Schwarzenegger was the epitome of everything cool and powerful as a kid, 1985’s “Commando” and 1987’s “Predator” being his apex. He had that flattop, he could outsmart anyone or anything – terrestrial or otherwise, and he was always current or ex-special forces, the best of the best (AND he had a penchant for going rogue, making his own rules, just like all cool guys). And those muscles! He could move and lift parked cars, pick enemies up by the neck with one hand, and toss phone booths like they were empty beer cans. I can remember watching these movies in complete earnestness, thinking Arnold Schwarzenegger was the greatest human ever made: Strong, powerful, smart, savvy, and respected.
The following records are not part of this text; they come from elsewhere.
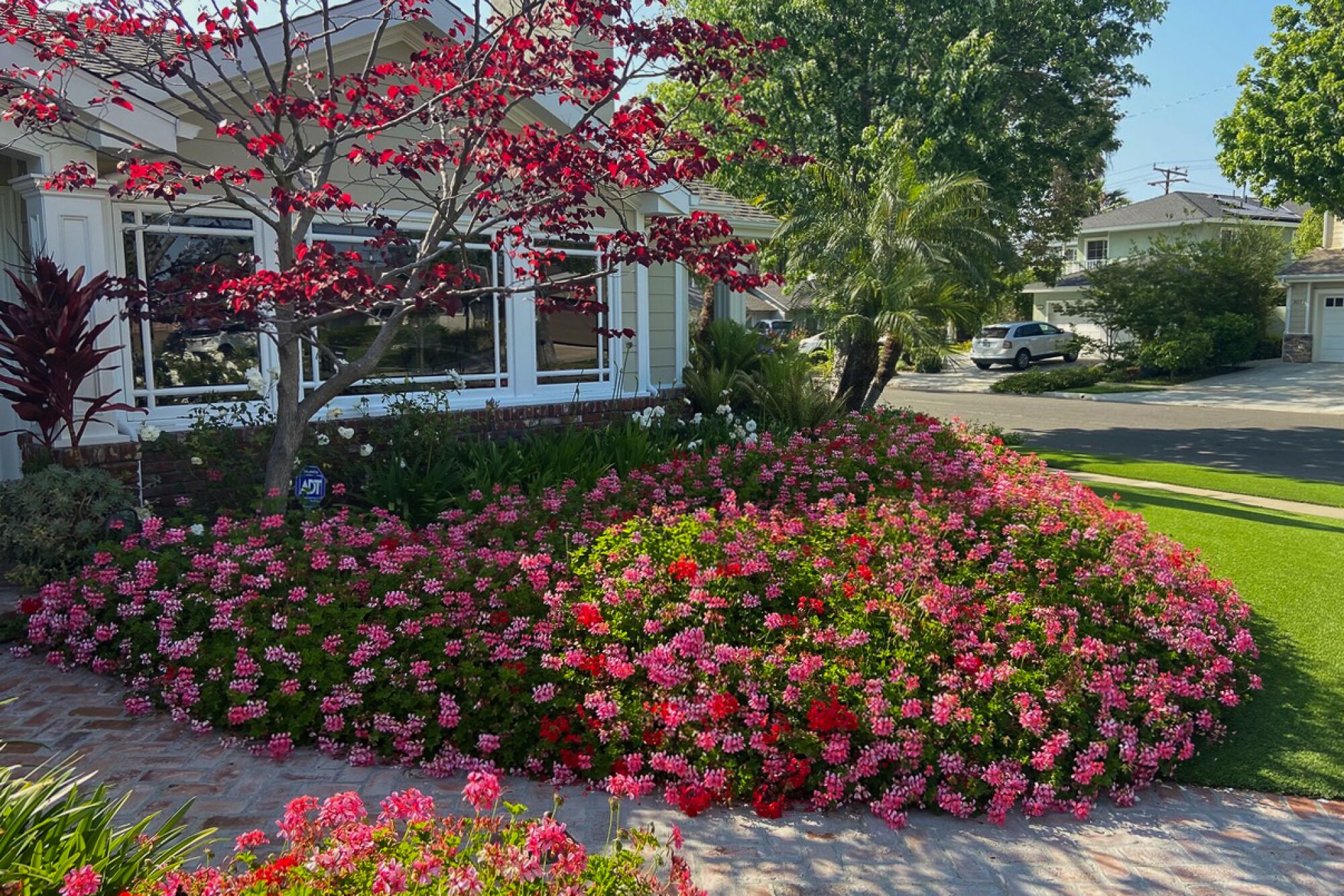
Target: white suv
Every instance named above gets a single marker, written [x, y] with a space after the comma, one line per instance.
[1021, 345]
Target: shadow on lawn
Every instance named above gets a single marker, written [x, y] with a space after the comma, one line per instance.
[1140, 500]
[1287, 737]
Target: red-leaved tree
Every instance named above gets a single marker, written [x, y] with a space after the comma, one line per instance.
[437, 119]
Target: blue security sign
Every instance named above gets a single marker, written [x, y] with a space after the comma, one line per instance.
[311, 486]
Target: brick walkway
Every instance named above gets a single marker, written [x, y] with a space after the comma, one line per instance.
[1178, 840]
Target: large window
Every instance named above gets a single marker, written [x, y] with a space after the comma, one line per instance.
[470, 341]
[179, 359]
[572, 346]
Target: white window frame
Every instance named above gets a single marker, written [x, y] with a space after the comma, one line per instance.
[519, 385]
[178, 416]
[1105, 252]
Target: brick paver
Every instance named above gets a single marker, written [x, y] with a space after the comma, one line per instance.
[1177, 840]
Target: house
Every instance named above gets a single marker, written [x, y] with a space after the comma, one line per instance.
[1315, 324]
[1131, 230]
[749, 222]
[509, 353]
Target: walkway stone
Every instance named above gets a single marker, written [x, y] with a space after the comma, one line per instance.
[1232, 498]
[1177, 840]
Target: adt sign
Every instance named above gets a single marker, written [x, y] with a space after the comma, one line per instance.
[311, 487]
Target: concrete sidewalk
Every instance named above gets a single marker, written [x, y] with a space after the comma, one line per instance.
[1177, 840]
[1232, 498]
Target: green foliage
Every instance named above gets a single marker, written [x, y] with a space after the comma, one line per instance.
[1311, 233]
[1181, 284]
[929, 361]
[771, 382]
[1234, 338]
[52, 825]
[1284, 136]
[897, 260]
[50, 521]
[792, 396]
[1183, 351]
[1060, 379]
[1017, 92]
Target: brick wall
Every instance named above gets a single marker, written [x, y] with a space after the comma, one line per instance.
[162, 476]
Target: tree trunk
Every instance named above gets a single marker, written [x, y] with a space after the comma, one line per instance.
[886, 370]
[857, 366]
[706, 318]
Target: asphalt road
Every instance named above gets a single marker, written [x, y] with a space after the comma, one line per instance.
[1308, 447]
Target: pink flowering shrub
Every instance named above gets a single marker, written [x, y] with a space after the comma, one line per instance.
[339, 846]
[884, 612]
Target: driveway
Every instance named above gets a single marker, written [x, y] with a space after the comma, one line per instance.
[1308, 447]
[964, 377]
[1268, 386]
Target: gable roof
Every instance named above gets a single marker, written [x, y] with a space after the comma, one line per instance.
[1322, 263]
[710, 198]
[1185, 208]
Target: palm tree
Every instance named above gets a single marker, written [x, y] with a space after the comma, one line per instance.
[890, 264]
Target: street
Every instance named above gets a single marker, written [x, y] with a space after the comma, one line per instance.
[1308, 447]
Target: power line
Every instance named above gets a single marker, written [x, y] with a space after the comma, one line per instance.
[1181, 103]
[1170, 177]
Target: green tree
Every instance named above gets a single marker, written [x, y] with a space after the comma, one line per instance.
[1181, 285]
[1284, 136]
[1021, 93]
[889, 264]
[1310, 234]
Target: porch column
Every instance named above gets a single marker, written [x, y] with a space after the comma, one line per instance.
[76, 229]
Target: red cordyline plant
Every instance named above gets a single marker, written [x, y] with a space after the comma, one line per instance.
[509, 124]
[49, 349]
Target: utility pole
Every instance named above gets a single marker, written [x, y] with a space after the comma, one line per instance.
[1170, 177]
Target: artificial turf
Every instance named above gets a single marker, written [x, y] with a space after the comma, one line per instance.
[1201, 478]
[1290, 738]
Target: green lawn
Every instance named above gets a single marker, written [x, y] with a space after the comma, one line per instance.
[1201, 478]
[1288, 738]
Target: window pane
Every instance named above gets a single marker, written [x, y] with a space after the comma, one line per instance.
[190, 353]
[204, 222]
[566, 328]
[432, 342]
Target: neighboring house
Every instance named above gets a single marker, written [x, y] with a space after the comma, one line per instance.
[752, 224]
[1315, 326]
[1131, 230]
[509, 354]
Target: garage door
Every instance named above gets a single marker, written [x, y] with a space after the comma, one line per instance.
[1333, 330]
[1075, 323]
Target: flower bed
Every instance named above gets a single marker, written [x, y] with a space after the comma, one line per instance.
[885, 612]
[338, 846]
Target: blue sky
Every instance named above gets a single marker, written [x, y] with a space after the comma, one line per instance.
[1197, 50]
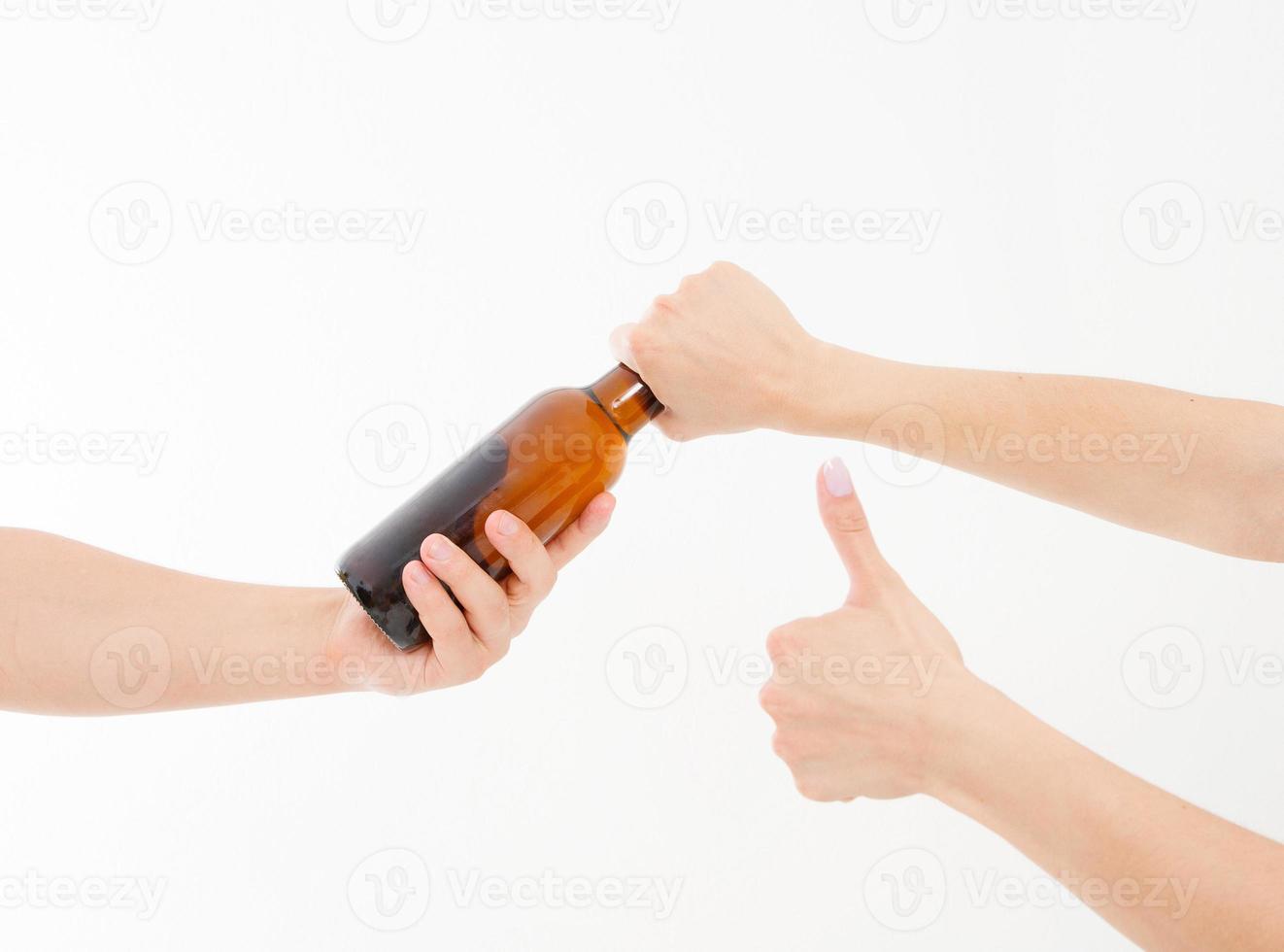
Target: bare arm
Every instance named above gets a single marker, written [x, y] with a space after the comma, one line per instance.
[1163, 871]
[726, 355]
[84, 631]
I recently re-watched my favorite Schwarzenegger films, and shortly into “Commando,” I saw something I’d never seen. During the opening scenes filled with all of Arnold’s wood chopping and carrying of logs (in a tank-top no less!), with all the pure, gratuitous muscles, I had to ask the question: Did they intentionally set out to make such a homoerotic movie?
The homoeroticism in “Commando” didn’t end there. Let me list just a few more:
The scene where Arnie paddles a raft in his efforts to get to the enemy compound. Unfathomable to get his clothes wet, the movie strips him down to a Speedo – because why – and we get him rowing from every angle (it’s a common trope in Schwarzenegger films to get him in water wearing next to nothing and sometimes rowing a la “Twins.”)
Two bad guys at the enemy compound shown apparently – and there’s no other way to say this – polishing a massive cannon.
The main bad guy, Bennett, is dressed throughout the movie like a Russian S&M prostitute, from his killer mustache, to his black-sleeveless T and silver-mesh tank, and club-dancing gloves.
The way Arnold is always shooting his guns from just above the crotch, as if the phallic extension needed to be made any clearer.
The final fight scene – partially a knife fight, no less – in which Arnie impales Bennett with a pipe that shoots white steam, followed with the line, “Let off some steam, Bennett.”
You get the idea.
It’s funny the examples of masculinity young males get in popular culture. For me growing up in the ’80s, that was always muscles and dominance, either through guns and violence or through the admiration and clinginess of women.
Other instances of homoeroticism were pervasive throughout the ’80s: Hair bands where hyper-sexualized rock stars donned makeup and apparent pirate costumes; greased-up professional wrestlers grappled in their laced-up knee-highs and undies. Aspects of gay subculture had unwittingly made their way to mainstream America.
The thing all these had in common was that they were marketed directly to straight, adolescent boys. While some homophobe or hetero-normative parents may have worried of raising sissies by letting their boys play with Cabbage Patch Kids and My Little Pony, they unwittingly left their kids alone with muscle-bound action figures and a greased-up Arnold Schwarzenegger and thought nothing of it.
There’s no way to know how much this homoeroticism was on the minds of the filmmakers – my guess is that it was nowhere near. I like the idea of all of it going over the head of a little straight boy like myself. I also like the idea that the muscles, dominance, and sexual power may have landed on a gay boy differently. But I really like the delicious irony of a movie like “Commando” luring in the most hyper-masculine, macho, shoot-em-up-loving dude and giving him a little tingle that he’s not sure what to do with.